I worked in a gas station/bar when I was a kid. An old German man would come in about once a week and drink two Falstaffs at room temperature and then head back to the ranch.


----------



## Oso Blanco (Oct 17, 2010)

I am a tough sailor, but I went fishing off Victoria Island in Canada. The seas were 10 meters. They were big ground swells with a lot of chop. I was drinking a Canadian Ale. About 2 p.m. I lost it and the ale came up. I could not even smell an ale beer after that with out feeling sick.


----------



## Porky (Nov 1, 2006)

Over the years a lot of the domestic beers were ruined when they were bought out by the big brewers. Mostly beer flavored water now days.
As for the micro brewers I wonder when they come out with Ranch or Honey Mustard flavors.
Why can't they just brew some traditional beers !


----------



## SetDaHook (Oct 21, 2010)

Bud ICE!!...Sounded good at the time but the name was misleading. Drank three of them (only cause it's all I had at the time) from a twelve pack and gave the rest away. My head hurt all next day. That's some nasty stuff!!


----------



## Baystalker (May 24, 2004)

Carling Black Label


----------



## bill (May 21, 2004)

when I drank beer...hands down the worst..coors


----------



## txjustin (Jun 3, 2009)

Porky said:


> Over the years a lot of the domestic beers were ruined when they were bought out by the big brewers. Mostly beer flavored water now days.
> As for the micro brewers I wonder when they come out with Ranch or Honey Mustard flavors.
> Why can't they just brew some traditional beers !

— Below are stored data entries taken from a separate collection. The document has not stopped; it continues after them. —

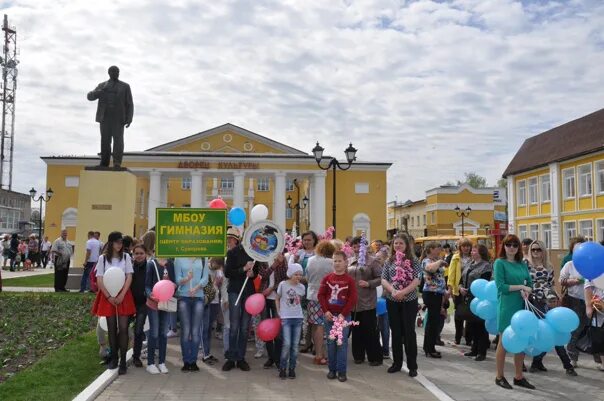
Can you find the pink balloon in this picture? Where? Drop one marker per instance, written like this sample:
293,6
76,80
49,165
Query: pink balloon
163,290
269,329
255,304
218,203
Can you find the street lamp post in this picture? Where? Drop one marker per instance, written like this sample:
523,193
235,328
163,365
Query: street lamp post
41,199
334,164
297,206
463,214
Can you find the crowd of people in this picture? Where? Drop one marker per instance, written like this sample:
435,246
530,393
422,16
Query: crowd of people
325,288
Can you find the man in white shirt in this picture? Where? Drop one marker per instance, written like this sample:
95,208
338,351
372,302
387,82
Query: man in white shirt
93,249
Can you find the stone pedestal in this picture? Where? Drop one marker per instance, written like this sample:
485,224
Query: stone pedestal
106,203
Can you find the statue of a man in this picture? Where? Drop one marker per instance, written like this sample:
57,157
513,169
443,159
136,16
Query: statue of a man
114,111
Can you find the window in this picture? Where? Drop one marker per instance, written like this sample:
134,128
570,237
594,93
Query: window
521,193
533,191
263,184
534,231
568,178
546,188
585,180
522,232
600,177
570,231
546,235
586,229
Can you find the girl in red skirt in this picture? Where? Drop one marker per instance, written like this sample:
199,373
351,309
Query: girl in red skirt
115,309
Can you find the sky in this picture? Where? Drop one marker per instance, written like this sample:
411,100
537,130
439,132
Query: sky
438,88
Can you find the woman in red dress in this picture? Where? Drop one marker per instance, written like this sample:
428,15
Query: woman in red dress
116,309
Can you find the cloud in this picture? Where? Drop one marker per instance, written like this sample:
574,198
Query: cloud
436,87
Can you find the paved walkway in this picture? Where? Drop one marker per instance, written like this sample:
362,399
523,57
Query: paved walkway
458,377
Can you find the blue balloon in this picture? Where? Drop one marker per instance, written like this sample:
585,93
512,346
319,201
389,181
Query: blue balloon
478,288
587,258
491,291
381,307
486,310
562,319
474,306
491,326
512,342
525,323
544,340
237,216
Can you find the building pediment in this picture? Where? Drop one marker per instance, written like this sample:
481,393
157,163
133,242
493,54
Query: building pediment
227,138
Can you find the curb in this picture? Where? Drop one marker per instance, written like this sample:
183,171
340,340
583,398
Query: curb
100,383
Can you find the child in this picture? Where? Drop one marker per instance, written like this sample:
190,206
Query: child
337,296
289,308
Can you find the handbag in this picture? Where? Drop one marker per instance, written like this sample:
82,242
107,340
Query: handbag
171,305
591,339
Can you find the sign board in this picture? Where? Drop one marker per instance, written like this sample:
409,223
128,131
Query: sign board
186,232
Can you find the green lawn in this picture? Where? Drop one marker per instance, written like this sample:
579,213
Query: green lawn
60,375
42,280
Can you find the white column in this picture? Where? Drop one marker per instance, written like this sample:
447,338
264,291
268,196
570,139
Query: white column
196,188
154,196
239,184
317,203
279,200
556,196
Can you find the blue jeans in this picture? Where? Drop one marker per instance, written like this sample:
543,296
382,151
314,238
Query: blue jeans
240,323
291,329
158,320
384,327
337,354
209,316
190,311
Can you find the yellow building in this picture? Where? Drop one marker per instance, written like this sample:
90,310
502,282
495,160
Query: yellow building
556,183
241,166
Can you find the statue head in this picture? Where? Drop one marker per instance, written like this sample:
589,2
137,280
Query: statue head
114,72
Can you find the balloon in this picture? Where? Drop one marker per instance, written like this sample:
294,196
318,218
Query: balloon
561,339
491,291
114,279
491,326
525,323
587,258
478,288
381,307
237,216
217,203
486,310
269,329
544,340
103,323
474,306
163,290
562,319
512,342
255,304
259,212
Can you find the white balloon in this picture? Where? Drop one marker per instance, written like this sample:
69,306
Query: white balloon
114,279
259,212
103,323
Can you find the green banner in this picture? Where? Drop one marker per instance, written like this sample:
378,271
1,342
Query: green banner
190,232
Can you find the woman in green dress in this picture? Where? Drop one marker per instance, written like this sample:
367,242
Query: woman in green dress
513,286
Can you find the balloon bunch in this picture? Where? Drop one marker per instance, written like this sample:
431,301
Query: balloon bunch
337,330
532,332
403,273
587,258
484,305
362,261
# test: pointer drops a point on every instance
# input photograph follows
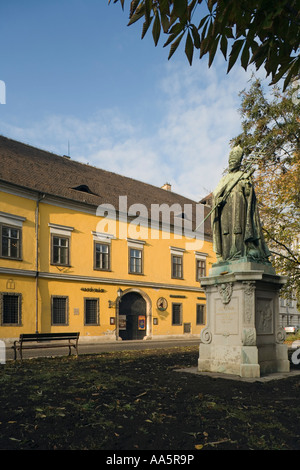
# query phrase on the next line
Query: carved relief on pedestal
(249, 337)
(280, 335)
(264, 309)
(225, 291)
(249, 297)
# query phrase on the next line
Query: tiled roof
(50, 174)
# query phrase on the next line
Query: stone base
(242, 335)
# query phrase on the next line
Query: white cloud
(190, 147)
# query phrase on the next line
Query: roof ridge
(77, 162)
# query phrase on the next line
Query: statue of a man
(236, 225)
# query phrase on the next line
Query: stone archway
(134, 315)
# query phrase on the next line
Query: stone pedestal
(242, 335)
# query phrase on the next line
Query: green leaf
(146, 26)
(212, 50)
(223, 46)
(196, 36)
(156, 29)
(175, 45)
(236, 48)
(180, 8)
(189, 48)
(245, 56)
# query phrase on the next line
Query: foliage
(271, 134)
(258, 31)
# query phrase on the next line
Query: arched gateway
(134, 313)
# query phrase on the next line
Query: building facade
(83, 249)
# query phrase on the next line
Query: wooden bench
(46, 340)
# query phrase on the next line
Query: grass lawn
(136, 400)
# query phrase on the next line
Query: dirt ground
(137, 400)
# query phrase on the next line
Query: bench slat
(43, 338)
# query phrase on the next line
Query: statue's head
(235, 158)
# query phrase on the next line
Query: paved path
(86, 348)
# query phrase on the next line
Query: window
(135, 261)
(200, 315)
(102, 256)
(59, 311)
(200, 268)
(10, 242)
(176, 314)
(11, 309)
(177, 271)
(60, 250)
(91, 311)
(60, 244)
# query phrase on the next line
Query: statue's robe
(236, 225)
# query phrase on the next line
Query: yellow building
(87, 250)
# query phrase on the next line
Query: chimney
(166, 186)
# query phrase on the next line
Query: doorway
(132, 316)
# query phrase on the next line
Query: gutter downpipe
(37, 214)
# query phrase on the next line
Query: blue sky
(77, 77)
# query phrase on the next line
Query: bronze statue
(236, 225)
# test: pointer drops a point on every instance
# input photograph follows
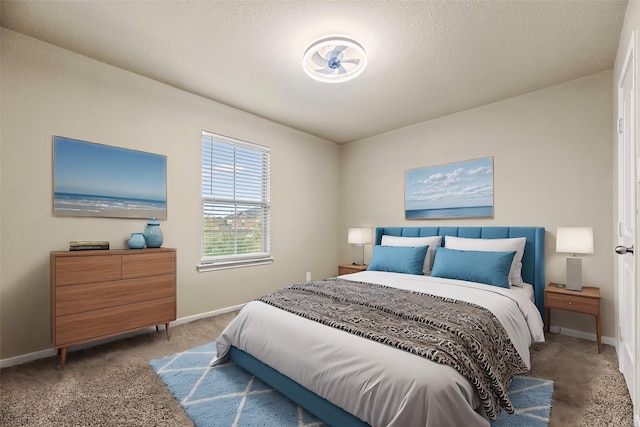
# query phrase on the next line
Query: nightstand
(350, 268)
(587, 302)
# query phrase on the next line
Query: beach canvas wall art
(454, 190)
(103, 181)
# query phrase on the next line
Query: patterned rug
(226, 395)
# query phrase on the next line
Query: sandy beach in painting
(66, 204)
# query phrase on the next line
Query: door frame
(630, 66)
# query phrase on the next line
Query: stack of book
(84, 245)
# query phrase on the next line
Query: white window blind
(235, 202)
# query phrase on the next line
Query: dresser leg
(547, 315)
(63, 356)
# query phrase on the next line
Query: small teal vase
(153, 234)
(136, 241)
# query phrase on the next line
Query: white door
(627, 219)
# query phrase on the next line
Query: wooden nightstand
(587, 302)
(350, 268)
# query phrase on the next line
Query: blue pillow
(398, 259)
(491, 268)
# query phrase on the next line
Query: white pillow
(431, 241)
(494, 245)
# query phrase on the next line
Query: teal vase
(153, 234)
(136, 241)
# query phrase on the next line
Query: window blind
(235, 201)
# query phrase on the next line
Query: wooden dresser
(100, 294)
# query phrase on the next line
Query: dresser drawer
(92, 325)
(71, 270)
(147, 264)
(95, 296)
(572, 303)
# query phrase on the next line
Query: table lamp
(575, 240)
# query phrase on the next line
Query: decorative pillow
(494, 245)
(431, 241)
(398, 259)
(491, 268)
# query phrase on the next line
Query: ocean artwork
(453, 190)
(103, 181)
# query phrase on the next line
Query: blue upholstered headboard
(532, 260)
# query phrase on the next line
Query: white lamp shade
(575, 240)
(359, 236)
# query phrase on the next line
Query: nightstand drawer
(573, 303)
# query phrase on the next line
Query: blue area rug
(226, 395)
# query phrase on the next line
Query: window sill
(203, 268)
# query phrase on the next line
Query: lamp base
(355, 261)
(574, 274)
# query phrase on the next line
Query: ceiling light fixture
(334, 59)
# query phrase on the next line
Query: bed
(352, 377)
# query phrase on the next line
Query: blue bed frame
(532, 272)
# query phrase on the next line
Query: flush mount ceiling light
(334, 59)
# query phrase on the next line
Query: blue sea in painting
(91, 205)
(465, 212)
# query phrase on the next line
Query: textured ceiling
(426, 59)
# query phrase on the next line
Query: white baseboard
(29, 357)
(583, 335)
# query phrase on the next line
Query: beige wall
(49, 91)
(552, 154)
(631, 23)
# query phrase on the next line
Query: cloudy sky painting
(462, 189)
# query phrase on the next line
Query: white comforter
(377, 383)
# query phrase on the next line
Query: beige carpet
(113, 384)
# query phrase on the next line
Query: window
(235, 203)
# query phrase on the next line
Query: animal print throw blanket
(467, 337)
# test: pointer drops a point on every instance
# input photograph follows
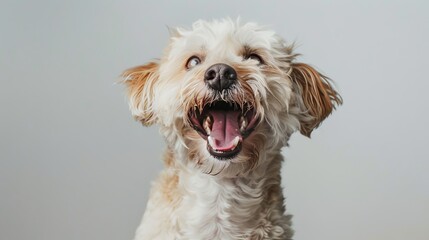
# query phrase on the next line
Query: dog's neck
(230, 208)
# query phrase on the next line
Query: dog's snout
(220, 76)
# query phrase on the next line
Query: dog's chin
(224, 126)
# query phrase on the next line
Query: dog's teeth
(243, 123)
(207, 125)
(235, 142)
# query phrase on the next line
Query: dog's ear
(317, 94)
(140, 82)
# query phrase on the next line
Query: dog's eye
(192, 62)
(255, 57)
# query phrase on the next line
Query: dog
(227, 96)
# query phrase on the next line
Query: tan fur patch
(139, 81)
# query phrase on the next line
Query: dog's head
(227, 94)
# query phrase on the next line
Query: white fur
(198, 196)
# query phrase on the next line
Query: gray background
(74, 165)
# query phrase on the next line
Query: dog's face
(227, 94)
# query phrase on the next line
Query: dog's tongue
(225, 129)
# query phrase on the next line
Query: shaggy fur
(200, 195)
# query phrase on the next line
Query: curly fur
(198, 196)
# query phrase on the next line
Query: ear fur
(317, 93)
(140, 83)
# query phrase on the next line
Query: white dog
(227, 97)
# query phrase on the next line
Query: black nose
(220, 76)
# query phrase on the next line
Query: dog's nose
(220, 76)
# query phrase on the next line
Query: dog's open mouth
(224, 125)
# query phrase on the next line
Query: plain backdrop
(75, 165)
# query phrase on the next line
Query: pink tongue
(225, 128)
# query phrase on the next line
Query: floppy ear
(140, 82)
(317, 93)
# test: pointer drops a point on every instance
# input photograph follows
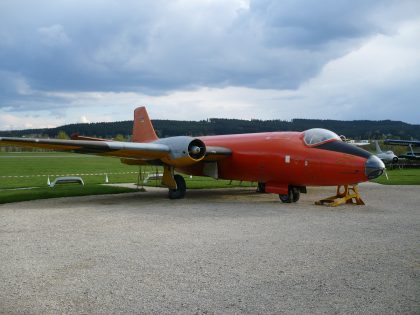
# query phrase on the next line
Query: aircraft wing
(415, 143)
(106, 148)
(130, 150)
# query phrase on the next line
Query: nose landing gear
(293, 195)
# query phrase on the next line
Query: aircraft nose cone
(374, 167)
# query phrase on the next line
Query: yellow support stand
(350, 195)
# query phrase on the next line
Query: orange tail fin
(143, 130)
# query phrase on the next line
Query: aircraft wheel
(261, 188)
(180, 190)
(295, 193)
(287, 198)
(292, 196)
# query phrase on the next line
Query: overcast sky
(67, 61)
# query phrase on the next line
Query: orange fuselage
(282, 158)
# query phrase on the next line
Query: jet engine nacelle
(184, 150)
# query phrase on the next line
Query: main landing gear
(346, 194)
(293, 195)
(180, 190)
(175, 183)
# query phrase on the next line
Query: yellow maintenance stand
(350, 195)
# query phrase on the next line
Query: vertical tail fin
(378, 149)
(143, 130)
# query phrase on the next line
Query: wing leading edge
(131, 150)
(107, 148)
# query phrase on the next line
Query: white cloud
(53, 35)
(191, 59)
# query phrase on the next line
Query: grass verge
(7, 196)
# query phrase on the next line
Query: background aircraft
(387, 157)
(410, 143)
(284, 163)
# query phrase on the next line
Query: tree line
(356, 129)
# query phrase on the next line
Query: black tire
(295, 194)
(180, 190)
(287, 198)
(292, 196)
(261, 188)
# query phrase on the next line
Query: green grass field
(32, 170)
(19, 171)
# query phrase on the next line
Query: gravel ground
(217, 251)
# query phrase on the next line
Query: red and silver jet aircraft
(284, 163)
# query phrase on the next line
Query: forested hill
(357, 129)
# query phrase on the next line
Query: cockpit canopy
(316, 136)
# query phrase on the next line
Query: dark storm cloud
(159, 46)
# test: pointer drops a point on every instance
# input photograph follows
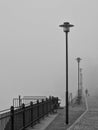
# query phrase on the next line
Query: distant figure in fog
(86, 92)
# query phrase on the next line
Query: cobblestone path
(90, 120)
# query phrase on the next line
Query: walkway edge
(80, 116)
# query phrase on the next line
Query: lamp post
(66, 28)
(78, 60)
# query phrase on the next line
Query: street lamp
(66, 28)
(78, 60)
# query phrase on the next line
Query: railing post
(43, 113)
(50, 104)
(23, 108)
(38, 116)
(31, 104)
(12, 117)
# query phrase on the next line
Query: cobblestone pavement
(90, 120)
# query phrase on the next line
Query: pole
(67, 112)
(78, 82)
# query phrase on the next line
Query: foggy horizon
(32, 48)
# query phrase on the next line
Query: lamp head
(66, 26)
(78, 59)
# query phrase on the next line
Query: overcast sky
(32, 47)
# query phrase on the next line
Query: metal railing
(24, 116)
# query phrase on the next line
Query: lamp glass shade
(66, 29)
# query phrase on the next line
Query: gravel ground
(59, 122)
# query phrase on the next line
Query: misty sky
(32, 47)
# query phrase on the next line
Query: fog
(32, 47)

What do you mean by traditional? Pilsner? Hefe? If so, there are tons of Texas brewers that brew great examples.


----------



## Gottagofishin (Dec 17, 2005)

When I was in college, we found some stuff at Walmart for $2.99 a case. Being college students that is a deal you can't pass up, so we bought about 20 cases for the frat house. 

That stuff was so rank even college students couldn't drink it. It was really hard to get through a whole can without upchucking it. We used it to haze pledges for several years.

I don't remember what it was called, but I had never seen it before or since.


----------



## SSST (Jun 9, 2011)

SetDaHook said:


> Bud ICE!!...Sounded good at the time but the name was misleading. Drank three of them (only cause it's all I had at the time) from a twelve pack and gave the rest away. My head hurt all next day. That's some nasty stuff!!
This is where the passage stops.